In 2015, Owensboro native Hallie McCarty left the pre-nursing program at Kentucky Wesleyan College after accepting a paid internship in the Disney College Program, a five- to seven-month program that allows participants to network, take part in personal and career development classes and learn important skills such as problem-solving, teamwork, guest service and effective communication. Participants live in housing complexes and enroll in classes that can earn college credit.
McCarty’s first job was in Outdoor Vending at Walt Disney World where she sold ice cream and popcorn.
Since then, she has worked as a part-time coordinator at the Haunted Mansion in 2016, a full-time coordinator in Adventureland in Liberty Square in 2017 and in 2018 and moved to Tomorrowland as a full-time coordinator. Being a coordinator, which she said is like a shift supervisor, has been rewarding to McCarty.

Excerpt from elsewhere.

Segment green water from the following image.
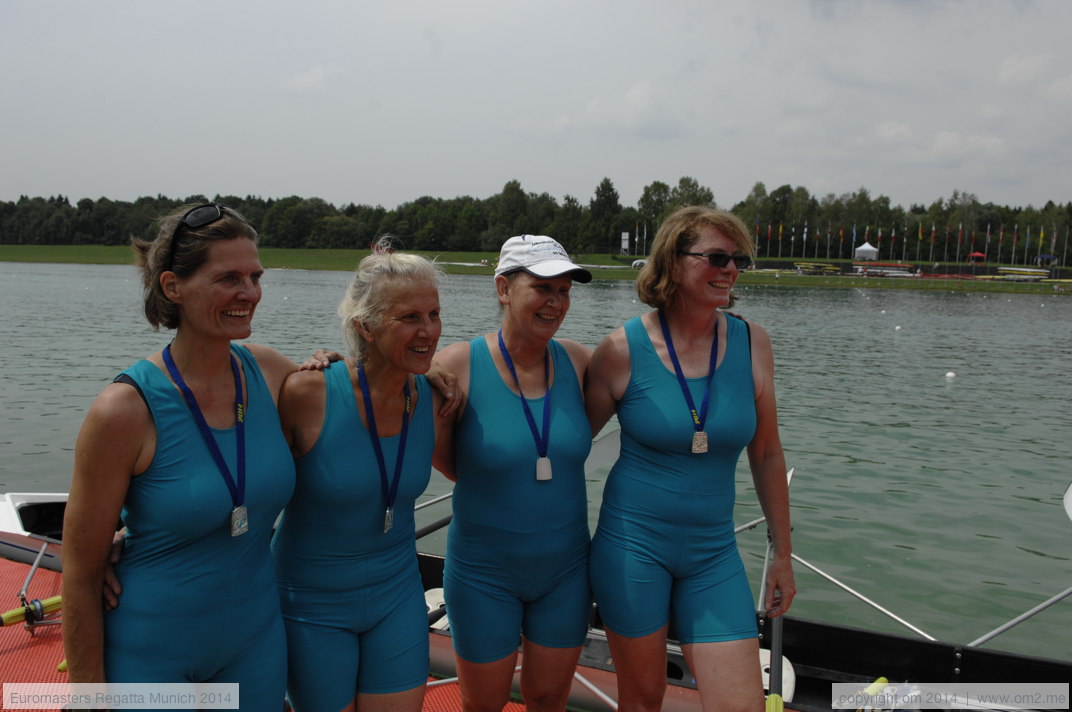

“I love being able to help guests get the most out of their vacation,” McCarty said. “I know that sometimes Disney can be overwhelming, so it’s nice being able to explain our processes and help when I can.”
McCarty’s desire to help others is what led to her being a recipient of the 2019 Walt Disney Legacy Award, a global acknowledgement at Disney parks.
“[Award recipients] create magic for guests every day, inspire others by being inclusive and represent the best of Disney’s heritage,” according to the Walt Disney World website. “The Walt Disney Legacy Award recognizes Cast Members, Crew Members and Imagineers around the world who embody the values behind the award of ‘dream, create and inspire.”
Legacy Cast Members are nominated not by guests for this award but rather by their co-workers, which makes the award special because it is co-workers recognizing another’s hard work, McCarty said. Nominations are then sent to a local panel of executives, Cast Members and park leaders to pick the best recipients.
Since nominations are private, McCarty was unaware that the scheduled meeting she was walking into with one of her leaders was the moment she would find out about winning the award.
“[My leader] said that our boss wanted to speak to us,” McCarty said. “We walked into our boardroom and as soon as I walked in, the whole room yelled ‘surprise.’ I immediately was very confused. Then I was told that I was the Legacy Award Winner for this year. I was very taken aback and shocked and immediately started crying because I had no clue this would ever happen.”
As she looked around the room, she recognized some of her current and previous coworkers and leaders, Cast Member friends and two of her roommates.
“The people in the room were some of the people that truly influenced me to want to succeed. I was overwhelmed with everyone there,” McCarty said.
McCarty, now 25 years old, said that her love of Disney began when she was 2 years old and visited the park for the first time with her mom.
“She decided to take me when I could tell her where Mickey Mouse lived,” McCarty said. “My mom is really responsible for my passions and it’s truly amazing. I wanted to work here so I could be a part of making memories and magic for others, just like the Cast Members made for us on our trips.”
McCarty received an iconic blue Legacy name tag that distinguishes her from other Cast Members. She will wear this name tag for the duration of her Disney employment.
“The blue name tag is a symbol, not necessarily status, but it shows that we have worked hard at being magical towards guests and Cast Members,” McCarty said.
Recipients attend a Walt Disney Legacy Award Celebration with a guest, and McCarthy has invited her mom, Evelyn Miller, of Owensboro, to the gala.
McCarty said that the company offers a variety of options for employment and she hopes that in the future, when the Tron Roller Coaster, the highest-rated attraction at Shanghai Disneyland, opens for the 50th anniversary of Walt Disney World in 2021, she would like to be on the opening team.
“They say the sky’s the limit, but people have been to space,” McCarthy said.